Wie die Hamburger gegen den spanischen Titelverteidiger trotz der 29:30-Niederlage im Hinspiel das Finale erreichen wollen.

Ciudad Real. Als die Handballer des HSV am Freitagnachmittag auf dem Flughafen Madrid den neuen Mannschaftsbus des Club Balonmano Ciudad Real bestiegen, der sie in den nächsten zweieinhalb Stunden in die 200 Kilometer südlich gelegene Hauptstadt der Provinz Kastilien-La Mancha bringen sollte, wehte ihnen bei herrlichem Sonnenschein und Temperaturen um 18 Grad ein kalter, teils stürmischer Wind aus Nordost entgegen. Es mag die rechte Einstimmung auf die Herkulesaufgabe gewesen sein, die die Hamburger am Sonnabend (19 Uhr, Eurosport) im Halbfinalrückspiel der Champions League in der Quijote-Arena erwartet. Nach der 29:30-(13:12)-Niederlage im Hinspiel, fordert HSV-Präsident Andreas Rudolph, "müssen wir die Komfortzone verlassen und über die Schmerzgrenze gehen, um den Einzug ins Endspiel gegen den THW Kiel noch zu schaffen".

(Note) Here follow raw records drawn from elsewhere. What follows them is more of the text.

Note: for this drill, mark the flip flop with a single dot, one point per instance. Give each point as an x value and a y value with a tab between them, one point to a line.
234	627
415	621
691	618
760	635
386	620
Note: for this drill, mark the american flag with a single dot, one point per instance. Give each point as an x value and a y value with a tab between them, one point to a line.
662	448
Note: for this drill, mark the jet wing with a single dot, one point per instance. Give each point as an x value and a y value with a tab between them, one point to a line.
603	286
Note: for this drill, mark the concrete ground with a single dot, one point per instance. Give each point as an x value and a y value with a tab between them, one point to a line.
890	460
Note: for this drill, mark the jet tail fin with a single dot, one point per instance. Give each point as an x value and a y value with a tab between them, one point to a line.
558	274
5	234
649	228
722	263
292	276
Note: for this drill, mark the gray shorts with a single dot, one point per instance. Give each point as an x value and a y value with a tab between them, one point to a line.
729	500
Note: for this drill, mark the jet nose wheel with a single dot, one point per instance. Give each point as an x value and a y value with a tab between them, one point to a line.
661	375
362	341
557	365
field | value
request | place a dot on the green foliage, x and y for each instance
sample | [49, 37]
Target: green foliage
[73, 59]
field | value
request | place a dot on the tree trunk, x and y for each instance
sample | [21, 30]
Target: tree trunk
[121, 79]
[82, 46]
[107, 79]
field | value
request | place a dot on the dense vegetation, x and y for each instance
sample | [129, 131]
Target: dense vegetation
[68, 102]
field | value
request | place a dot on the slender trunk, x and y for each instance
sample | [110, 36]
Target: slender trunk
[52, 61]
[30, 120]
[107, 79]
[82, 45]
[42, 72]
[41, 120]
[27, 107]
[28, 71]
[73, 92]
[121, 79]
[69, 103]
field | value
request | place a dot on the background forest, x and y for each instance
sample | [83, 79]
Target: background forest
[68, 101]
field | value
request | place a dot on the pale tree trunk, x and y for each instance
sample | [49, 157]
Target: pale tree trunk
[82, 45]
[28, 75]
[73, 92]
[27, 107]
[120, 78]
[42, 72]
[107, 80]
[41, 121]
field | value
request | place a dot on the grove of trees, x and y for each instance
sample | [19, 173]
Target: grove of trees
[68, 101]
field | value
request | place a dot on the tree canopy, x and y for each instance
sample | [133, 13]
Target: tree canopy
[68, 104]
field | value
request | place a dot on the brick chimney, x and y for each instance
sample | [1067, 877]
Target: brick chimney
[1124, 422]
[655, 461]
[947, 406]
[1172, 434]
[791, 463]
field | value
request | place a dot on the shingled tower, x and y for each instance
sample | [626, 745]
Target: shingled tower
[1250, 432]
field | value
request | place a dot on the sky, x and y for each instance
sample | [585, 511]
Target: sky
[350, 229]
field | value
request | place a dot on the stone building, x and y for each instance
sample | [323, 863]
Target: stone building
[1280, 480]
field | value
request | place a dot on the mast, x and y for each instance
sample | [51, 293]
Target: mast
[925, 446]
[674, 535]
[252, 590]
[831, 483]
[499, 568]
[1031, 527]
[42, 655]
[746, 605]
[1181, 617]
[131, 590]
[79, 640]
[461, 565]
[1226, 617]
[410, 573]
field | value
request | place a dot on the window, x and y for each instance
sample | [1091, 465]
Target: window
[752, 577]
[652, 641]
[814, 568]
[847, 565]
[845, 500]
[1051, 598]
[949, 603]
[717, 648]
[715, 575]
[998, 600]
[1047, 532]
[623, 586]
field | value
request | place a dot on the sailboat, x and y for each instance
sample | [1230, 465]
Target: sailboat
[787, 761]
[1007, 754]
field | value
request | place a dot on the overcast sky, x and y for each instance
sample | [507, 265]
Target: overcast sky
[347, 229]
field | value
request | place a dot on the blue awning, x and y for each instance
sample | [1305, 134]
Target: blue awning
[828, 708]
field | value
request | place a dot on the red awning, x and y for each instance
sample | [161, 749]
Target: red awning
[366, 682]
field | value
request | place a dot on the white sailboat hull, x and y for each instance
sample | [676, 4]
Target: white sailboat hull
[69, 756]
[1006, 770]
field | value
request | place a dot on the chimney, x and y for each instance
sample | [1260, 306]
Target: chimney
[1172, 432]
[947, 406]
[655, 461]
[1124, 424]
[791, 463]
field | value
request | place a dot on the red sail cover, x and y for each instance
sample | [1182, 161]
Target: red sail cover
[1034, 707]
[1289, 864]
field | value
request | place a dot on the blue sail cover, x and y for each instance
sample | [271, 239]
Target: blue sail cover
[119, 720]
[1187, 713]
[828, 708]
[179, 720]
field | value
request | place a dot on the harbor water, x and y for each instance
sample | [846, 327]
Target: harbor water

Das Kräftemessen mit der Weltauswahl des Titelverteidigers wird zur Charakterfrage. "Wir können nur bestehen, wenn wir 50, am besten 60 Minuten lang hochkronzentriert sind und jeden einzelnen Wurf wie einen Matchball betrachten", sagt Rückraum-Ass Blazenko Lackovic (28), "die Spanier lauern in der Abwehr nur auf Fehler und wollen mit Gegenstößen leichte Tore machen. Dann geht es zack, zack, zack - und du bist im Handumdrehen drei, vier Tore im Rückstand. Das ist auf diese Weise schon vielen guten Mannschaften gegen Ciudad Real und uns im Hinspiel passiert, das müssen wir diesmal dringend vermeiden."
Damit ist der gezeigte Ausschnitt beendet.